Circuit Distillation
This work addresses the challenge of efficiently distilling targeted capabilities in AI models, offering a more interpretable and controllable approach, though it is incremental as it builds on existing distillation methods.
The authors tackled the problem of transferring algorithmic capabilities from teacher to student models by proposing circuit distillation, which aligns internal representations of functionally correspondent circuit components, and demonstrated that it outperforms standard distillation on entity tracking and theory of mind tasks using Llama3 models.

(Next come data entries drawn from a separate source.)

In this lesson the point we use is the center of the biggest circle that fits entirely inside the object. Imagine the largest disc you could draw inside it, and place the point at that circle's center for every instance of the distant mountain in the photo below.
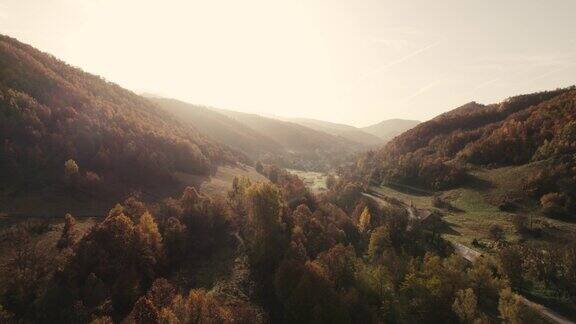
(390, 128)
(348, 132)
(266, 139)
(52, 113)
(220, 127)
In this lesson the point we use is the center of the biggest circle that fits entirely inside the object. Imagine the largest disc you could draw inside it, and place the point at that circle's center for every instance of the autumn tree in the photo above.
(265, 227)
(144, 312)
(68, 236)
(365, 220)
(466, 307)
(510, 265)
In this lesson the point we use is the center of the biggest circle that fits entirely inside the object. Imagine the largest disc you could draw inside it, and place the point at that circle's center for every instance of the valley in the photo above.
(122, 208)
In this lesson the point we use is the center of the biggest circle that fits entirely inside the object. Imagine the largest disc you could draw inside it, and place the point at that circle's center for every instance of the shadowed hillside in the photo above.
(521, 130)
(348, 132)
(388, 129)
(69, 134)
(265, 139)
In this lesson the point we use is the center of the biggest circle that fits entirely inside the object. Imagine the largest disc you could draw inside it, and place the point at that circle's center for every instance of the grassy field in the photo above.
(477, 206)
(220, 183)
(315, 181)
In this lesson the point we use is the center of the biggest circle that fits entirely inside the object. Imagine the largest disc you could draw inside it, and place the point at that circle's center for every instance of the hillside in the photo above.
(265, 139)
(390, 128)
(291, 136)
(52, 114)
(348, 132)
(522, 130)
(220, 127)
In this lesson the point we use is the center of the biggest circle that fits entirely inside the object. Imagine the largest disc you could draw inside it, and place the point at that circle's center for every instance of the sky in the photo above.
(355, 62)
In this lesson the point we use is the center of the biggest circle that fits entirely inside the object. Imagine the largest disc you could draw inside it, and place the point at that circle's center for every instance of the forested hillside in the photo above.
(348, 132)
(66, 132)
(521, 130)
(388, 129)
(220, 127)
(265, 139)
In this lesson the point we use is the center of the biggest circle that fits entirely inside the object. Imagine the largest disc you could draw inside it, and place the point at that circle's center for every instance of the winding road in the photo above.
(471, 255)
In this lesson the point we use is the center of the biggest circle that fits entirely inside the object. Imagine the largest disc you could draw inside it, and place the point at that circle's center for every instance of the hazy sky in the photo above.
(354, 61)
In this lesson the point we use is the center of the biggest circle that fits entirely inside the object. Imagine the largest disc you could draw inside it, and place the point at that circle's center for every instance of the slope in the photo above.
(348, 132)
(112, 141)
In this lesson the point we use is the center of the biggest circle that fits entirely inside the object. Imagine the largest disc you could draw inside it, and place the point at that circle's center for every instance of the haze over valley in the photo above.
(298, 162)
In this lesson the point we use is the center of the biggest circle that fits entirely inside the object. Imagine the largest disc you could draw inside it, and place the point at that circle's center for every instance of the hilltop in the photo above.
(264, 139)
(52, 115)
(522, 130)
(390, 128)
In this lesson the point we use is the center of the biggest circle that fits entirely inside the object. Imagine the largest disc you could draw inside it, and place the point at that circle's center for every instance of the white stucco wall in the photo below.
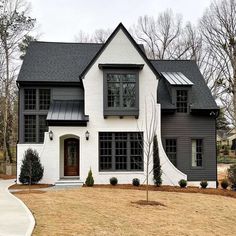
(120, 50)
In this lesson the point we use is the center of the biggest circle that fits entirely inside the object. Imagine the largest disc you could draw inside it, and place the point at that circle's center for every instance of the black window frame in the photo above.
(121, 110)
(118, 147)
(182, 104)
(169, 150)
(199, 153)
(38, 113)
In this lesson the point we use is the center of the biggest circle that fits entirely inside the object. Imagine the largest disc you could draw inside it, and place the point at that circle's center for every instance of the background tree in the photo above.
(218, 28)
(14, 25)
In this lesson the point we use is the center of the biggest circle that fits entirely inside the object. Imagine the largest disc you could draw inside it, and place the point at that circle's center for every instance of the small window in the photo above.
(121, 93)
(44, 99)
(120, 151)
(197, 152)
(182, 101)
(42, 127)
(171, 150)
(30, 99)
(30, 128)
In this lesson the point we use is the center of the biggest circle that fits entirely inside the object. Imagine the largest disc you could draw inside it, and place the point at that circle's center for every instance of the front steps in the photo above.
(68, 182)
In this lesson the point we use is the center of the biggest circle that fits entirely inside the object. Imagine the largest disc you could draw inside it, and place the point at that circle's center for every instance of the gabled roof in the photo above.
(56, 62)
(201, 95)
(138, 48)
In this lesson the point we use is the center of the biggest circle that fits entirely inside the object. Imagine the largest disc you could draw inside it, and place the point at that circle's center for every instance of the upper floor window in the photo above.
(171, 150)
(44, 99)
(121, 93)
(197, 152)
(182, 101)
(30, 99)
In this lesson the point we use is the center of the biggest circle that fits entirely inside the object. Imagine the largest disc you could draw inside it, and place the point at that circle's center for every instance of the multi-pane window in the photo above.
(36, 105)
(119, 151)
(171, 150)
(30, 128)
(44, 99)
(42, 127)
(197, 152)
(182, 101)
(121, 90)
(30, 99)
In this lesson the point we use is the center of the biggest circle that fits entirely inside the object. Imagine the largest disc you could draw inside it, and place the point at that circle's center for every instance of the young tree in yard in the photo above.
(156, 163)
(31, 169)
(150, 127)
(218, 27)
(14, 25)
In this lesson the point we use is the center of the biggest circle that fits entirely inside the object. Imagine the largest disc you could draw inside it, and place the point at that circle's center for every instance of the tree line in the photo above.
(211, 43)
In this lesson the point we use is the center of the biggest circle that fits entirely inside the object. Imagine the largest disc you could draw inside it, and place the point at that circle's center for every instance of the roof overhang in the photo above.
(121, 66)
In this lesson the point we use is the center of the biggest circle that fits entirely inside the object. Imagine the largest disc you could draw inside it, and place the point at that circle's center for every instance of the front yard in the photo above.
(104, 211)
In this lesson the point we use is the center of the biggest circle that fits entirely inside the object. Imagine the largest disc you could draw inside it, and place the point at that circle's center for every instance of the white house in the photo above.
(85, 106)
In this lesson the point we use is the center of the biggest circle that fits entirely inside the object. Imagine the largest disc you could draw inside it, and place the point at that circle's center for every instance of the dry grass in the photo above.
(104, 211)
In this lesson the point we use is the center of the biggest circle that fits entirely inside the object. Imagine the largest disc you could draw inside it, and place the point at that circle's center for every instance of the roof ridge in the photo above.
(50, 42)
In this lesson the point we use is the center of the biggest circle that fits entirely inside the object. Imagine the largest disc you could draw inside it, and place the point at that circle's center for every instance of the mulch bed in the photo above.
(210, 191)
(3, 176)
(29, 191)
(33, 186)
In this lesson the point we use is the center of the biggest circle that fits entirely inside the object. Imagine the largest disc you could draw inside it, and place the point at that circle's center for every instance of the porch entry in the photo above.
(71, 157)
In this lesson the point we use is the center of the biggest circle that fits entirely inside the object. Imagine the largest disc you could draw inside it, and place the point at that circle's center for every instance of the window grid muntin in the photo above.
(197, 153)
(42, 127)
(30, 99)
(123, 86)
(36, 112)
(182, 101)
(122, 152)
(44, 99)
(171, 150)
(30, 128)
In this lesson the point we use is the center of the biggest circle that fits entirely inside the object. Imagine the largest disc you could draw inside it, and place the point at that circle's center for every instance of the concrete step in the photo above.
(69, 183)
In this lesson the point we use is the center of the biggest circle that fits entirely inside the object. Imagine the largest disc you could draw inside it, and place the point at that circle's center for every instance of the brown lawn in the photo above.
(104, 211)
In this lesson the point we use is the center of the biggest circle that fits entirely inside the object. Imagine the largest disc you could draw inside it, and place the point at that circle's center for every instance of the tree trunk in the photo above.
(6, 107)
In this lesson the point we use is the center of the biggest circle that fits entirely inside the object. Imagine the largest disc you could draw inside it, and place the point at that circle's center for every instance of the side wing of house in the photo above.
(188, 119)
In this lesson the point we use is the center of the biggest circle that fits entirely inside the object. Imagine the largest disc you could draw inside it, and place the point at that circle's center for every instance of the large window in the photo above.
(182, 101)
(120, 151)
(171, 150)
(197, 152)
(30, 99)
(36, 105)
(121, 93)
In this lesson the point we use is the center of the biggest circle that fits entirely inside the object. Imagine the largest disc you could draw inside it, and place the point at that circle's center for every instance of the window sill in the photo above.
(121, 172)
(121, 112)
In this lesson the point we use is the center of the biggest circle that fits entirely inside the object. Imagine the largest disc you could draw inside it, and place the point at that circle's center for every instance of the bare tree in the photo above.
(14, 24)
(218, 27)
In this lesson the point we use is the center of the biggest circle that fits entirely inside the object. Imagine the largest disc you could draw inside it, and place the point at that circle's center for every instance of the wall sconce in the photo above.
(50, 135)
(87, 135)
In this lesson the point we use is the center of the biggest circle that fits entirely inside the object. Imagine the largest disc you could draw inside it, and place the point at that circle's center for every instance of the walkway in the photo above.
(15, 217)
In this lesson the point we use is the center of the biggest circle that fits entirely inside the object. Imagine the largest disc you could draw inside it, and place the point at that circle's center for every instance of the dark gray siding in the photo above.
(184, 128)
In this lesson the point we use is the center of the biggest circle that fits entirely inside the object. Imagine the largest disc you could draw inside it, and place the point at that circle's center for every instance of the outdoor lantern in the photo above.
(50, 135)
(87, 135)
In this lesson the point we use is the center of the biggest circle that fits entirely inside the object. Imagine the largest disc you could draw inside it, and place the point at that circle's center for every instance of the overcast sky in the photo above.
(61, 20)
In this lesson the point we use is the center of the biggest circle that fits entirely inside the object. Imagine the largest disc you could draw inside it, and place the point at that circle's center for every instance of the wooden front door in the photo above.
(71, 157)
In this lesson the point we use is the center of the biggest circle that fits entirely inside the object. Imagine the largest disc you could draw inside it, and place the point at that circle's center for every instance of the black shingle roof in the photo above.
(201, 95)
(56, 62)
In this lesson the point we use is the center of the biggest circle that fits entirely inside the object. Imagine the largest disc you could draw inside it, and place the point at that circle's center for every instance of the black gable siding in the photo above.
(185, 127)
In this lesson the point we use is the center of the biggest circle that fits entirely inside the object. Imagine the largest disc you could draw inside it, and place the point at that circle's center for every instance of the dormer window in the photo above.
(182, 101)
(121, 89)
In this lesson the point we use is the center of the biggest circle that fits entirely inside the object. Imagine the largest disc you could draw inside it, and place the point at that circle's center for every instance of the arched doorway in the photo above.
(71, 157)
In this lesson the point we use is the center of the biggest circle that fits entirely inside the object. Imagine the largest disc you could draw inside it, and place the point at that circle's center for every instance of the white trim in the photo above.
(211, 184)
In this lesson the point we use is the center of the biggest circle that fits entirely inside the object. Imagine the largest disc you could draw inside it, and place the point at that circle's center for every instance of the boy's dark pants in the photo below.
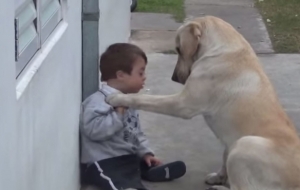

Model distillation typically focuses on behavioral mimicry, where a student model is trained to replicate a teacher's output while treating its internal computations as a black box. In this work we propose an alternative approach: Distilling the underlying computational mechanisms implemented by a teacher model. Specifically, we propose circuit distillation, which introduces an objective to align internal representations between analogous circuit components in teacher and student models. We propose a method to match ``functionally correspondent'' circuit components and introduce a loss reflecting similarities between the representations that these induce. We evaluate circuit distillation on entity tracking and theory of mind (ToM) tasks using models from the Llama3 family. Our results demonstrate that circuit distillation outperforms standard distillation, successfully transferring algorithmic capabilities by adjusting only a small, targeted subset of student model parameters. This work establishes the feasibility of transferring mechanisms, which may in turn allow for efficient distillation of targeted teacher capabilities via interpretable and controllable internal student mechanisms.